High turnover rates are common in manufacturing firms in developing countries. In Hawassa Industrial Park in Ethiopia—one of the major government projects of industrialization—foreign firms have provided many formal job opportunities to young female workers since 2016. Even though these jobs offer relatively high amenities, worker benefits, and a good pay scheme, administrative data show that 31% of workers quit within the first month.
Although 78% of the new hires consider promotion likelihood and upper-level salary important aspects of their new jobs, they have substantial misperceptions of the long-run career incentives. In this study, researchers examine the following questions: How does providing information on long-run career incentives update workers’ perceptions of the salary of average workers and their own? To what extent do misperceptions of the long-run career incentives explain the high turnover? Does information help workers make better career decisions and help firms retain better-matched workers?
500 workers will receive no information, while 500 workers will receive promotion information. For half of the workers in the information group, researchers will inform them of salary and promotion likelihood to the medium level (team leader or quality controller). For the other half, they will inform workers of salary and promotion likelihood to the high position (supervisor).
A baseline survey will measure (1) misperceptions (salary at each level, promotion likelihood to upper levels, and other non-monetary job aspects), (2) career plans, (3) welfare indicators, and (4) types (including education, experience, general skills, specific garment skills). A follow-up survey will first observe turnover through administrative data, including whether workers exit voluntarily or are fired by firms. The research team will then collect workers’ on-the-job performance and salary payment from each firm. Finally, researchers conduct a follow-up survey to update workers’ misperceptions, over-optimism, career plans, skill development, and welfare.
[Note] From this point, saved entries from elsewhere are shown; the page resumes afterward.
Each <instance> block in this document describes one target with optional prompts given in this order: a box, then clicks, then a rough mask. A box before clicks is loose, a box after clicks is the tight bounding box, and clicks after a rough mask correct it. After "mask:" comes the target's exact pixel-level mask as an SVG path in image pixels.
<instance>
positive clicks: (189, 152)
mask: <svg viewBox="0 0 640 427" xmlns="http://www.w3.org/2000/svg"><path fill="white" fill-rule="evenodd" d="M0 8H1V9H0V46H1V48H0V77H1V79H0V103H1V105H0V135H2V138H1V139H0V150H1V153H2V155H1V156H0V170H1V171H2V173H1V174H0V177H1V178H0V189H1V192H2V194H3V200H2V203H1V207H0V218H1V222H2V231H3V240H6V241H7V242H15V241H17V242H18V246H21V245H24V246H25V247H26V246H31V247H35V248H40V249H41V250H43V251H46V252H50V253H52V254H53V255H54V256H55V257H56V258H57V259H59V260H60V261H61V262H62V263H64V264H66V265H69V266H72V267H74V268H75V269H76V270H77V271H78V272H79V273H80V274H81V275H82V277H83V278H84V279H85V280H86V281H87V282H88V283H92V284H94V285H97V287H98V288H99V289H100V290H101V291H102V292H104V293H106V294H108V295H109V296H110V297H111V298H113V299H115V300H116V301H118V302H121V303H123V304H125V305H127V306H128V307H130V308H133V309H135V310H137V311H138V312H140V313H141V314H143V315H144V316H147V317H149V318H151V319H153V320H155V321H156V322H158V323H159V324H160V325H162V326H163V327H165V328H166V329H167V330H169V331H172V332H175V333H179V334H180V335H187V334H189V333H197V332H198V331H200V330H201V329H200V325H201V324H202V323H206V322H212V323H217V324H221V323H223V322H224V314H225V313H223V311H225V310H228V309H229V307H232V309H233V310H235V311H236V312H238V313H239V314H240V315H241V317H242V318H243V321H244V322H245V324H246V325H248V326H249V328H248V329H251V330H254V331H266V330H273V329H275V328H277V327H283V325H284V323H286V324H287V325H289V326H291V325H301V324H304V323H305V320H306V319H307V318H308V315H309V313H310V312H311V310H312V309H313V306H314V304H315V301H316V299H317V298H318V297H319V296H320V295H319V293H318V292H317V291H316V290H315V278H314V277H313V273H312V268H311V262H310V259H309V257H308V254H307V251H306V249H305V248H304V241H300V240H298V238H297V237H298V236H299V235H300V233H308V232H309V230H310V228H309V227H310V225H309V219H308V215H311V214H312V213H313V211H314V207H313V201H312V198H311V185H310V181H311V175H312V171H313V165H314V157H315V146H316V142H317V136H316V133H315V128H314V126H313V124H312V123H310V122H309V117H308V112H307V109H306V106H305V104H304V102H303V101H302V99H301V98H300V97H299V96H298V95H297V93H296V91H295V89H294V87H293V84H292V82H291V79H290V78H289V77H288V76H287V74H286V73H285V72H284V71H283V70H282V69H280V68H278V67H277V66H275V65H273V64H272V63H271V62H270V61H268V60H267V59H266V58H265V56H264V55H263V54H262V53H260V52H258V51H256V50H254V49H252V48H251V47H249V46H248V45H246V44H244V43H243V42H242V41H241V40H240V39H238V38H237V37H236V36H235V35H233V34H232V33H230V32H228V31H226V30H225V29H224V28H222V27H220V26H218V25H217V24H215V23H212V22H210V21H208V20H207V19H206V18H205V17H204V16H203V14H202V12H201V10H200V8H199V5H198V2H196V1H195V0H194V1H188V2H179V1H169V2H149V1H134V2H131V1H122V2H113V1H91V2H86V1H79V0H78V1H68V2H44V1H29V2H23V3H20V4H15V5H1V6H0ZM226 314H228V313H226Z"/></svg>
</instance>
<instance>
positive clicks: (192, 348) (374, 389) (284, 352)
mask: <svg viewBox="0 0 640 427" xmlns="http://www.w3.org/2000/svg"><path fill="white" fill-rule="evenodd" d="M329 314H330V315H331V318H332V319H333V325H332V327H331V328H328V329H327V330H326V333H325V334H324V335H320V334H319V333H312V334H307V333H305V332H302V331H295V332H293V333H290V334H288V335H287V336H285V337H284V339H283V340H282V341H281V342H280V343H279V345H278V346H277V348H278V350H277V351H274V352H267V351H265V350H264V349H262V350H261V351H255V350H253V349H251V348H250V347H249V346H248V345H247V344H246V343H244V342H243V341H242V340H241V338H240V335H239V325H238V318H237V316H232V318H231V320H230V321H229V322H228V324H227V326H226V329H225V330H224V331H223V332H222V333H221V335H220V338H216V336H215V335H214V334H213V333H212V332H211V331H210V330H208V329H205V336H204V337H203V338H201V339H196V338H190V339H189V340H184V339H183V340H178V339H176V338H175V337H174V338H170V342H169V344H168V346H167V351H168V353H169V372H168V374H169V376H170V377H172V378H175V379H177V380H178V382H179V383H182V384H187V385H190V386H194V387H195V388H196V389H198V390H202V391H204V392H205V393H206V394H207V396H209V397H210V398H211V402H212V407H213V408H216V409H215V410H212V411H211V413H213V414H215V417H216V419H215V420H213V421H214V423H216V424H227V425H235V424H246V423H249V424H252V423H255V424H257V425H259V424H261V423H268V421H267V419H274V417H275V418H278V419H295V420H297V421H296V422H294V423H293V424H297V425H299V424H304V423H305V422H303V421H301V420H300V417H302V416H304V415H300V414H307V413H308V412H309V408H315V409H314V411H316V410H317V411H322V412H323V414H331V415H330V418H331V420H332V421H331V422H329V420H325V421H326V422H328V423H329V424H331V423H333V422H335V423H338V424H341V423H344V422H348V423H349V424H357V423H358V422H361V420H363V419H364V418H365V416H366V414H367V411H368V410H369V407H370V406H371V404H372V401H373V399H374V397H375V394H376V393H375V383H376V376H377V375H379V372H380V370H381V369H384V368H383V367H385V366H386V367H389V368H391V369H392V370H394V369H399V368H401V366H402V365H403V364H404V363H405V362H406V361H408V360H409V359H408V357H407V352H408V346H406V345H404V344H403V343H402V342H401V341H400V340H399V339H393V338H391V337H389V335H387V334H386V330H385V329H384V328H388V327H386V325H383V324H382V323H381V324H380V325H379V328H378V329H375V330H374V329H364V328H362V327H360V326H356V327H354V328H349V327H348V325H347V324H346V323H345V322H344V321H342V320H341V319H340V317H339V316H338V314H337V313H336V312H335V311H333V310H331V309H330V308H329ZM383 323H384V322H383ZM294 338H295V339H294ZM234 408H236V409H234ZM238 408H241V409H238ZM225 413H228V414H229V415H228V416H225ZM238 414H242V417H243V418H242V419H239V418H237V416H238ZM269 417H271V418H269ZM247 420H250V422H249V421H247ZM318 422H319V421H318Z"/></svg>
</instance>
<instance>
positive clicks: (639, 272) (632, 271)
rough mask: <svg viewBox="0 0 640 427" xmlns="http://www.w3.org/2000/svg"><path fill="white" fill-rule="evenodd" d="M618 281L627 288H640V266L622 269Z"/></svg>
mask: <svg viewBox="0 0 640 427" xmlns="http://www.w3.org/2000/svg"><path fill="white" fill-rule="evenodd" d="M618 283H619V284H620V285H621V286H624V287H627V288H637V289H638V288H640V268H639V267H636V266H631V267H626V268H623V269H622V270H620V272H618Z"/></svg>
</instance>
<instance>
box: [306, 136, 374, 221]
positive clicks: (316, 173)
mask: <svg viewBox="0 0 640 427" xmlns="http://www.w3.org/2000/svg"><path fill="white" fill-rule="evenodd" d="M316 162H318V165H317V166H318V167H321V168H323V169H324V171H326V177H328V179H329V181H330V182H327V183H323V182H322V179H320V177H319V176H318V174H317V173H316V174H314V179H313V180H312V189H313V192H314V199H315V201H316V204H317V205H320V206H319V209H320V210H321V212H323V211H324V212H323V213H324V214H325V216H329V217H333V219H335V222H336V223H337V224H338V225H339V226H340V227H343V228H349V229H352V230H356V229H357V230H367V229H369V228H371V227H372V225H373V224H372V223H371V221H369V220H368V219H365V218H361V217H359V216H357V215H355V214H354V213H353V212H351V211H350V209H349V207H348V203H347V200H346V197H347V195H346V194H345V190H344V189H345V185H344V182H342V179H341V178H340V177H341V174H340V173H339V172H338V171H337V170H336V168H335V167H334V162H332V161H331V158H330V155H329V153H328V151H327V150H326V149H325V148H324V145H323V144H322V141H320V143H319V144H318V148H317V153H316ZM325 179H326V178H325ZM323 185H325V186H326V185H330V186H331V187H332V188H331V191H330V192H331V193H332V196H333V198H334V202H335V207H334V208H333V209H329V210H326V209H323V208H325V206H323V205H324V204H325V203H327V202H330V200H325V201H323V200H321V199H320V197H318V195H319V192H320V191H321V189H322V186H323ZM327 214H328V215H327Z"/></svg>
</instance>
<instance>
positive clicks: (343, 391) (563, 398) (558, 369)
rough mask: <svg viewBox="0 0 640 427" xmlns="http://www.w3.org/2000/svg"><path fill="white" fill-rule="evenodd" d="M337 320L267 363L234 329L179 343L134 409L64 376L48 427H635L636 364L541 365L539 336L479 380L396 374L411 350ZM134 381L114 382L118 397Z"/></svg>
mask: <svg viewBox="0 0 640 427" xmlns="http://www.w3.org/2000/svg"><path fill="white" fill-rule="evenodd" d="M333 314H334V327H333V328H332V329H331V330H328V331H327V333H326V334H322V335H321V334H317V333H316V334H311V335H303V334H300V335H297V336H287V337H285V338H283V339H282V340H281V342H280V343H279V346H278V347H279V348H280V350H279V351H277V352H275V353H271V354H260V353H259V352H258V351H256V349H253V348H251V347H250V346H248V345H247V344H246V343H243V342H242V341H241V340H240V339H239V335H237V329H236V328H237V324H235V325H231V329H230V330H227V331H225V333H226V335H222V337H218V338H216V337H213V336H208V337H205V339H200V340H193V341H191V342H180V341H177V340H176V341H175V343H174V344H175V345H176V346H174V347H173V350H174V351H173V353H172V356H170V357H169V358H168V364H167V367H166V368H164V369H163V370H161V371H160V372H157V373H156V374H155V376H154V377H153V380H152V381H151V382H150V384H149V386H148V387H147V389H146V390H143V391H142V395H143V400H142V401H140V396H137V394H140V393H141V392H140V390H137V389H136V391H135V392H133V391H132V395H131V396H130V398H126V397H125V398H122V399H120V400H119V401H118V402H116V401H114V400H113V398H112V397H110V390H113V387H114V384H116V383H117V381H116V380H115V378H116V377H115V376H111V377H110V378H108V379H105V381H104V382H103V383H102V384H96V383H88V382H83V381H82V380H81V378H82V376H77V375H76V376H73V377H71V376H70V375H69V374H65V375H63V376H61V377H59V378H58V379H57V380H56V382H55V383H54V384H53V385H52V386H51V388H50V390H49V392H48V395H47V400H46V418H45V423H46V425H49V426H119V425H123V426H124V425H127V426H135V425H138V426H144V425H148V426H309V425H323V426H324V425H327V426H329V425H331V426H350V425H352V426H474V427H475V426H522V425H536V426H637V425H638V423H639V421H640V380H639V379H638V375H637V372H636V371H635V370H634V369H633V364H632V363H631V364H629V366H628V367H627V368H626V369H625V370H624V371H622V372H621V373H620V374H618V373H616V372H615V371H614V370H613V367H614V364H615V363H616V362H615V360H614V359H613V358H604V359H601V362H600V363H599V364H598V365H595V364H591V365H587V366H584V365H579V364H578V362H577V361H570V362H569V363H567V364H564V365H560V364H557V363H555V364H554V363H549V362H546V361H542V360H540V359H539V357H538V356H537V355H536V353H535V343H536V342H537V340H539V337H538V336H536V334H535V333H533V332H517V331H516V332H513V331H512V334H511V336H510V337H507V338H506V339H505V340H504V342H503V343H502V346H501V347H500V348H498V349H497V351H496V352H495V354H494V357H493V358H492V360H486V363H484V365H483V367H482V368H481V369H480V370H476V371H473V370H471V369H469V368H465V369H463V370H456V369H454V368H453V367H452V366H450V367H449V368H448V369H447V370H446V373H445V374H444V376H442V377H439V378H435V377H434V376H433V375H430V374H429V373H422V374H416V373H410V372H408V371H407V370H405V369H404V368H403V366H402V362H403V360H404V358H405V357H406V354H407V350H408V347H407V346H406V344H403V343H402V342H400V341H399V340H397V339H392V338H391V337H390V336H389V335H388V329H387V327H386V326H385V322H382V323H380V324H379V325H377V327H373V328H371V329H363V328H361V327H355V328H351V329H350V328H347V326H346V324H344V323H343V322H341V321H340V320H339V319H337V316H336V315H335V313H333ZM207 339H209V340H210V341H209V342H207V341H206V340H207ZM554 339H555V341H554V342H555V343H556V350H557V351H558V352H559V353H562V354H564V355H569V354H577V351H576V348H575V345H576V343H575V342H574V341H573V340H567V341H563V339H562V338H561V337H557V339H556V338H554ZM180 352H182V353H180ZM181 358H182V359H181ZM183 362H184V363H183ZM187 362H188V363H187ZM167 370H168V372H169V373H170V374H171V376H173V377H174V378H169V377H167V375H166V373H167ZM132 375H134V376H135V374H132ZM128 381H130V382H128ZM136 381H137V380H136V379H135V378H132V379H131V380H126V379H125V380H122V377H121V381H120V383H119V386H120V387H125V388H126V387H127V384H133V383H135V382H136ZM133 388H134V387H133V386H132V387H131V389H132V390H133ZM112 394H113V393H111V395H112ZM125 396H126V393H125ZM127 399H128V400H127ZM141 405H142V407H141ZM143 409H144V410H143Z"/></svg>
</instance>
Researchers find that beliefs about career ladder incentives significantly affect turnover rate. A 20% increase in the perceived after-promotion salary reduces the probability of the worker quitting before signing a contract by about 8.36 percentage points, which is about 20% relative to the average rate of early turnover. The effect on turnover is driven primarily by workers with higher educational attainment. They find no evidence of spillovers of the information from treated workers into control workers. Results suggest that firms or the industrial park may provide benchmark information of career ladder incentives to applicants before they start work, which may on one hand help firms retain workers who stay longer, and on the other hand encourage workers who will not stay on the job to search for better opportunities.